Córdoba amaneció este martes con una doble escena superpuesta: el trabajo todavía quirúrgico de los equipos de rescate y retirada en Adamuz, y una ola de relatos personales que, a medida que pasan las horas, van dando una dimensión humana a lo que sobre el papel ya es una cifra devastadora.
El accidente entre un Iryo Málaga–Madrid y un Alvia Madrid–Huelva ha elevado el número de fallecidos a 41 y mantiene a decenas de heridos aún hospitalizados, en un suceso que las propias autoridades han descrito como raro y difícil de explicar por ocurrir en un tramo de alta velocidad, recto y renovado recientemente.
En ese contexto de duelo y de preguntas abiertas, Felipe VI y Letizia viajaron a Córdoba para visitar la zona del siniestro y a los heridos.
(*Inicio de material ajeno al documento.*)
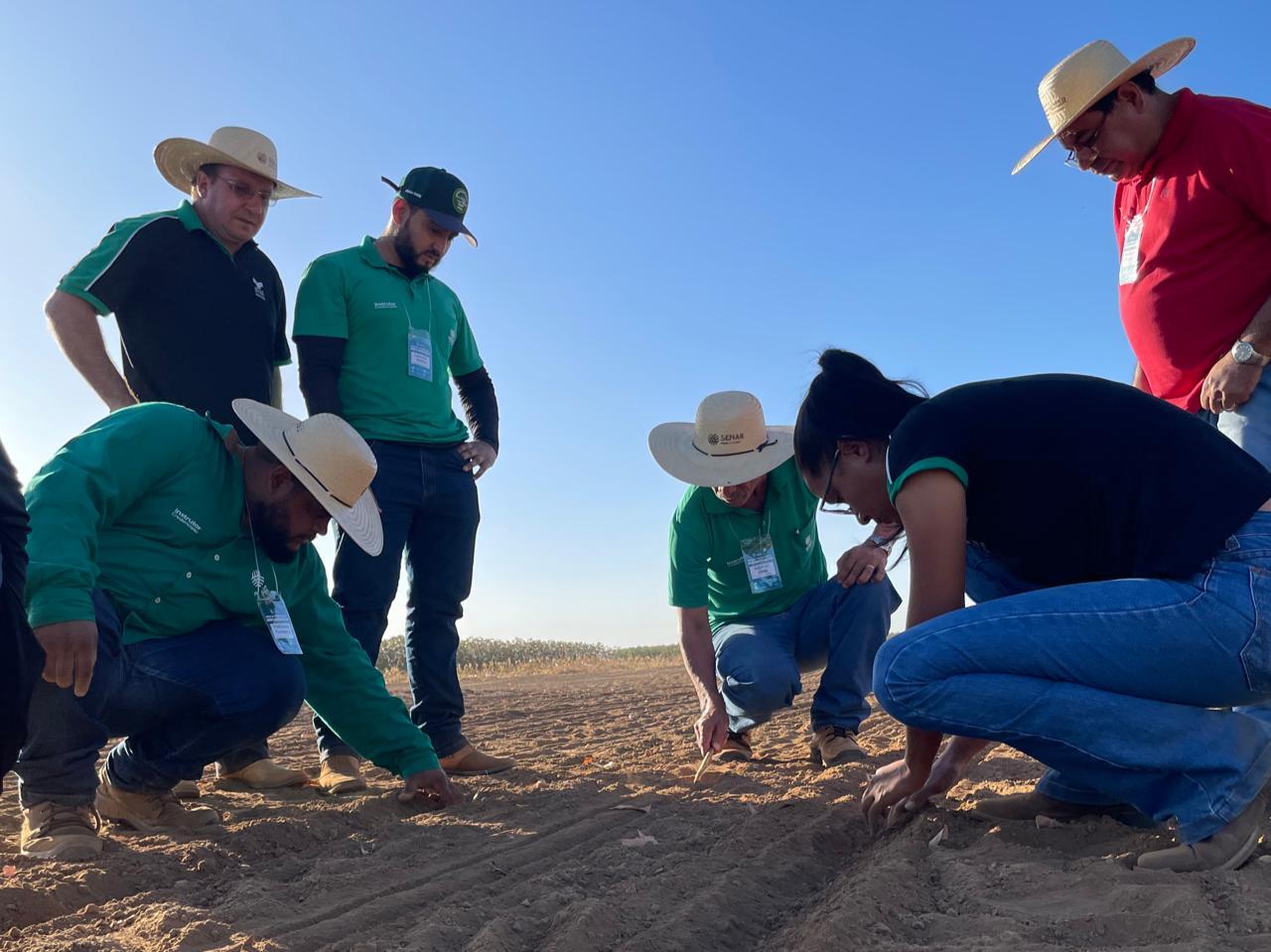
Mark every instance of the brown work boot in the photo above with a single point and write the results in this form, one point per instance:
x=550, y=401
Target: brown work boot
x=264, y=774
x=341, y=773
x=1226, y=849
x=469, y=761
x=60, y=832
x=736, y=748
x=833, y=745
x=154, y=810
x=1026, y=807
Según la información difundida por Casa Real, su agenda incluye el puesto de mando en Adamuz, el Centro Cívico Poniente Sur y el Hospital Universitario Reina Sofía, el centro con mayor número de ingresados tras el choque.
La visita se produce después de que la tragedia los sorprendiera en Atenas, adonde habían acudido por el funeral de la princesa Irene de Grecia, y tras adelantar su regreso a España.
Mientras el país mira hacia Córdoba, los testimonios de supervivientes empiezan a fijar escenas concretas: el ruido del impacto, la oscuridad, la confusión sobre si había un solo tren o dos, el miedo a quedarse junto a las vías y la necesidad de romper cristales para salir.
Aquí algunos de esos testimonios.
Uno de los relatos que más ha circulado es el de Lola Beltrán, pasajera onubense del Alvia, que regresaba de Madrid tras un examen de oposición. Su billete era para el vagón 3, pero se cambió al 5 para viajar con una compañera. Ese gesto, contado por ella misma, se convirtió en la frontera entre la vida y la muerte.
“Me cambié de vagón y volví a nacer”, dijo al recordar que los coches delanteros fueron los que se llevaron la peor parte.
En paralelo, también han trascendido historias de familias que aún esperaban confirmaciones y de otras que han tenido que asumirlas en tiempo real.
RTVE recogió el testimonio de Fidel Sáez, que se desplazó a Córdoba mientras seguía pendiente del rescate de su madre, atrapada en el primer vagón del Alvia. En su relato aparece el contraste brutal de esa noche: hijos, sobrino y hermano que logran salir con vida, y una madre que queda en el interior de un coche al que todavía no se había podido acceder con seguridad.
“Hay que decir más te quiero”, repitió, con una frase que resume la vulnerabilidad de una tragedia ocurrida en segundos.
Y dentro de esa misma ola de testimonios, hay un detalle que se volvió viral por un motivo distinto: la búsqueda de Boro, el perro que viajaba con una pasajera herida leve del Iryo.
En un clip difundido por RTVE, Ana pide ayuda para localizarlo mientras su hermana, embarazada, permanece ingresada en la UCI. La desaparición del animal, que habría salido corriendo tras el impacto, ha generado una cadena de mensajes, avisos y también desmentidos sobre supuestos hallazgos.
Medios que han seguido el caso describen a Boro como un perro asustadizo y advierten de la circulación de bulos alrededor de su rescate, en un contexto donde la ansiedad colectiva busca agarrarse a cualquier noticia con final feliz.
La visita de los reyes, los relatos de quienes se salvaron por segundos y la búsqueda de Boro conviven hoy con una certeza más dura: el accidente sigue siendo un escenario en movimiento, con investigación abierta y con familias que todavía miden el tiempo en llamadas, listados y confirmaciones oficiales.